Le stime del 2025 sono comunque positive: secondo uno studio Nomisma, i dati gennaio-settembre mostrano una crescita per l’export agroalimentare italiano del +5,7% rispetto allo stesso periodo del 2024, segnale che il comparto dovrebbe superare per la prima volta la soglia dei 70 miliardi di euro. Un record – se così sarà – trainato soprattutto dai mercati dell’Unione Europea (+9%), con ottime performance in Polonia (+17,3%), Romania (+11,1%), Repubblica Ceca (+9,1%) e Spagna (+14,5%). Meno brillante la crescita extra UE (+4%), frenata dai cali registrati negli Stati Uniti (-1,1%), in Russia (-8%) e in Giappone (-13%).

PESA LA SVALUTAZIONE DEL DOLLARO
Il calo dell’export agroalimentare negli USA è legato principalmente alla svalutazione del dollaro (oltre -10% da inizio anno) e all’incertezza generata dalle politiche daziarie dell’Amministrazione Trump, che hanno provocato un andamento altalenante: una forte crescita nei primi tre mesi dell’anno dovuto all’effetto scorte e un crollo fino al -22% in agosto, con l’introduzione del dazio aggiuntivo del 15% su alcuni dei nostri prodotti.
Nonostante ciò, gli Stati Uniti restano un mercato strategico e difficilmente sostituibile per il food & beverage italiano. Con un Pil pro capite prossimo ai 90.000 dollari e una spesa alimentare annua di oltre 4.500 dollari a persona, gli USA importano 211 miliardi di dollari di prodotti agroalimentari, con una crescita del 50% negli ultimi 5 anni. Gli acquisti di prodotti agroalimentari italiani sono aumentati del 66% tra il 2019 e il 2024 e oggi l’Italia è il terzo fornitore con una quota di quasi il 4%, dopo Canada e Messico che congiuntamente pesano per oltre il 40% sull’import agroalimentare statunitense.

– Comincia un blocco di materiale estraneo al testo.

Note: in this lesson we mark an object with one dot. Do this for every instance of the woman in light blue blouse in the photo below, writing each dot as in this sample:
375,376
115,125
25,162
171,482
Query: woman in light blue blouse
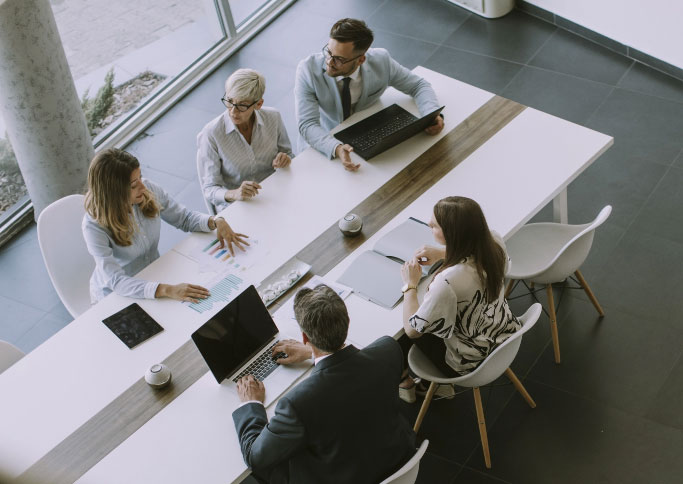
122,224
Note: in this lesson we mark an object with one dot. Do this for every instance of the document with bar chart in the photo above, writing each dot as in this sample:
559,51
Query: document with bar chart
223,290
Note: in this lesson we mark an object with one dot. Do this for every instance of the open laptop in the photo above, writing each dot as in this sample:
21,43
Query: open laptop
238,341
384,129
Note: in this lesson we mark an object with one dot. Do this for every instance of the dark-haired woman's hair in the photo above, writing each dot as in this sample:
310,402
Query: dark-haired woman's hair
108,198
468,236
352,30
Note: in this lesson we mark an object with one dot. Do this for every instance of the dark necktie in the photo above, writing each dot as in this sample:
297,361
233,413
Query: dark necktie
346,97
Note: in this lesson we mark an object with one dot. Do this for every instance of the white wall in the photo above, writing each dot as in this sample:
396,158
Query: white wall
650,26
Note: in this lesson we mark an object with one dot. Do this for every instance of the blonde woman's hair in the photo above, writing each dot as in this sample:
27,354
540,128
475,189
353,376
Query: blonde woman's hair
245,85
108,198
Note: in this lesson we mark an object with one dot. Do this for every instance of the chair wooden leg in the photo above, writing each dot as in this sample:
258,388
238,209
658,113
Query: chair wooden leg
520,388
553,322
425,405
590,294
508,289
482,427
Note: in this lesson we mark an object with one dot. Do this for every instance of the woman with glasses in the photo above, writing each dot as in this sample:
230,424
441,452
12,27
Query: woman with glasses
122,224
464,315
242,146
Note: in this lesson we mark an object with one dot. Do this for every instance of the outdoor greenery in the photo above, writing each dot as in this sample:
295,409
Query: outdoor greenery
95,109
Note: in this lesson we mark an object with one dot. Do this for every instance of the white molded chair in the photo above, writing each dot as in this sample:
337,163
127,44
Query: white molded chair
68,262
408,473
547,253
497,363
9,355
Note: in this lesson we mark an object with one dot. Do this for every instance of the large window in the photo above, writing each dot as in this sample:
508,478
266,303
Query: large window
130,60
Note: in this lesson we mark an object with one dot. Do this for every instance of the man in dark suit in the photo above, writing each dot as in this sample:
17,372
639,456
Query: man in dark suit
342,424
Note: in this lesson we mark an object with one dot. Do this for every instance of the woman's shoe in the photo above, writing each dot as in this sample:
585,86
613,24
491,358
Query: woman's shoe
407,392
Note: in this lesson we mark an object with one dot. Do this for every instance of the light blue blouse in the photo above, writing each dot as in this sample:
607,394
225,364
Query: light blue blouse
115,265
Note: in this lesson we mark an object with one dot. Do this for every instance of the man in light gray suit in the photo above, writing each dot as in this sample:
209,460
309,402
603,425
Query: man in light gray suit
342,424
349,76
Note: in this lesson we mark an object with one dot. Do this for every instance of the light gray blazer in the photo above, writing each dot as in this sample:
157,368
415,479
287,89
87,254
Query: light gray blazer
318,102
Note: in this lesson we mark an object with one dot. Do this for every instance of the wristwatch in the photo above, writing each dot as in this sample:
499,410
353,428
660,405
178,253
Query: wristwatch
407,288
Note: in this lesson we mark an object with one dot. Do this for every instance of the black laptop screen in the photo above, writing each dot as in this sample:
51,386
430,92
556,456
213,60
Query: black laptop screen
231,337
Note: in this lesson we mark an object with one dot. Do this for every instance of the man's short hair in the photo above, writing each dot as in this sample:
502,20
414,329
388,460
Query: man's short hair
352,30
322,315
245,85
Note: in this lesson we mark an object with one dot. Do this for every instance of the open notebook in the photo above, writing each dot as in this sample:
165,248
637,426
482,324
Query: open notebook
376,274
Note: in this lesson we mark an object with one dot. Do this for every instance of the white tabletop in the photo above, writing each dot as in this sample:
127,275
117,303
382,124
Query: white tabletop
68,379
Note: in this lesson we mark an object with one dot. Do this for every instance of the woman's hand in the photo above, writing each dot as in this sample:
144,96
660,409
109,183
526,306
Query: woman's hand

IL DIFFERENZIALE DI PREZZO NEGLI USA
La rilevanza del mercato Usa per l’export italiano è stata analizzata da Nomisma attraverso il confronto incrociato – per singolo prodotto – tra la crescita nell’export a volume degli ultimi 5 anni, il differenziale esistente tra il prezzo medio all’export negli USA rispetto alla media mondiale e il peso assunto dal mercato statunitense sull’intera categoria. Dall’analisi è emerso come per due categorie di prodotti in particolare, ovvero i derivati della carne e la cioccolata, il differenziale di prezzo sia superiore al 40% così come la crescita nei volumi esportati risulti maggiore del 50%.
Per olio d’oliva, vini fermi e frizzanti imbottigliati, liquori e aceti l’incidenza del mercato USA è superiore al 25% del nostro export a livello mondiale, con un differenziale di prezzo intorno al 30%, a dimostrazione di quanto il mercato americano risulti “attrattivo” e profittevole per le imprese italiane.

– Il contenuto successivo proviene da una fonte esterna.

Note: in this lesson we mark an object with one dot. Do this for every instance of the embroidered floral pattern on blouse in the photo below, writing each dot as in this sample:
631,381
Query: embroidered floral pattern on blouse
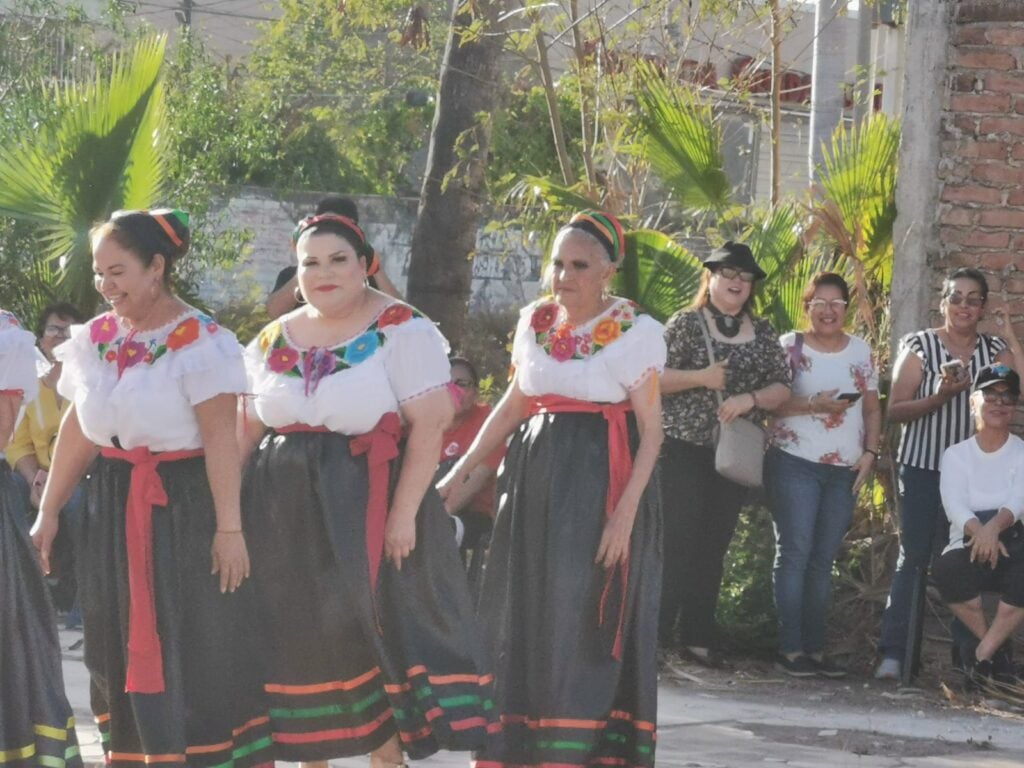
104,332
315,364
562,342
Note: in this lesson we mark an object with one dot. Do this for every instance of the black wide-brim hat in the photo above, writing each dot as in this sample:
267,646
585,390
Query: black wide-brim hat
735,255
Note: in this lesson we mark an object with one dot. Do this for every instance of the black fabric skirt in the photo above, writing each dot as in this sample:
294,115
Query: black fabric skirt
346,668
562,697
36,723
212,712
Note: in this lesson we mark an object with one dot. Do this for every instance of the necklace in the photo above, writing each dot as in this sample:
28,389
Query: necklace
727,325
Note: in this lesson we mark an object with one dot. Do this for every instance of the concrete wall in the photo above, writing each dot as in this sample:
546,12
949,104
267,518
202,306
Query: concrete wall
506,272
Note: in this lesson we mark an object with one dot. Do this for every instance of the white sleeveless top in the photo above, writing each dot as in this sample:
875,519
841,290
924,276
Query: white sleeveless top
347,387
142,387
599,361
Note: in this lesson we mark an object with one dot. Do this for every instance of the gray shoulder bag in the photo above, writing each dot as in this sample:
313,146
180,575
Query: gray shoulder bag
739,445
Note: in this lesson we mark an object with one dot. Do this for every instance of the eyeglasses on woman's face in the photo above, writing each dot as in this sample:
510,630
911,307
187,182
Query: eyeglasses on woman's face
730,272
52,330
1001,397
972,301
838,305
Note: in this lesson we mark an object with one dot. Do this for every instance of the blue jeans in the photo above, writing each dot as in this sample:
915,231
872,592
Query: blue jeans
812,506
923,531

DIVERSIFICARE È UNA PRIORITÀ
Per ridurre i rischi e rafforzarne la crescita futura, diventa quindi fondamentale ampliare la presenza dell’agroalimentare Made in Italy in altri contesti. “Per quanto il mercato statunitense sia insostituibile per il nostro export agroalimentare – premette Denis Pantini, Responsabile Agroalimentare Nomisma – vi sono paesi che nell’ultimo decennio hanno incrementato le importazioni di nostri prodotti food & beverage a tassi medi annui superiori al 12%, in particolare Messico, Polonia, Romania, Corea del Sud ma anche Australia e Brasile, dove i nostri prodotti possono fare leva, oltre che sull’elevata qualità, su asset di sviluppo come la presenza di una nutrita comunità di origine italiana ma anche di ristoranti di cucina italiana, oggi ad un passo dal diventare ufficialmente patrimonio culturale immateriale dell’umanità da parte dell’Unesco. In un contesto economico sempre più instabile, l’agroalimentare italiano conferma la propria forza e la capacità di espandersi oltre confine, ma la sfida per i prossimi anni sarà diversificare, innovare e cogliere le nuove opportunità offerte dai mercati esteri”.
In questo contesto, un ruolo decisivo potrà essere svolto dai nuovi accordi di libero scambio. L’intesa UE–Mercosur, che coinvolge 260 milioni di persone e oltre 3.000 miliardi di dollari di Pil, secondo Nomisma rappresenta un’opportunità per le aziende italiane, considerando che il nostro export agroalimentare verso quest’area già oggi vale 440 milioni di euro (+68% negli ultimi cinque anni). Ulteriori prospettive arrivano dalla chiusura del negoziato con l’Indonesia, mercato da 287 milioni di abitanti, dove l’export italiano ha già raggiunto i 90 milioni di euro, con una crescita del +58% dal 2019.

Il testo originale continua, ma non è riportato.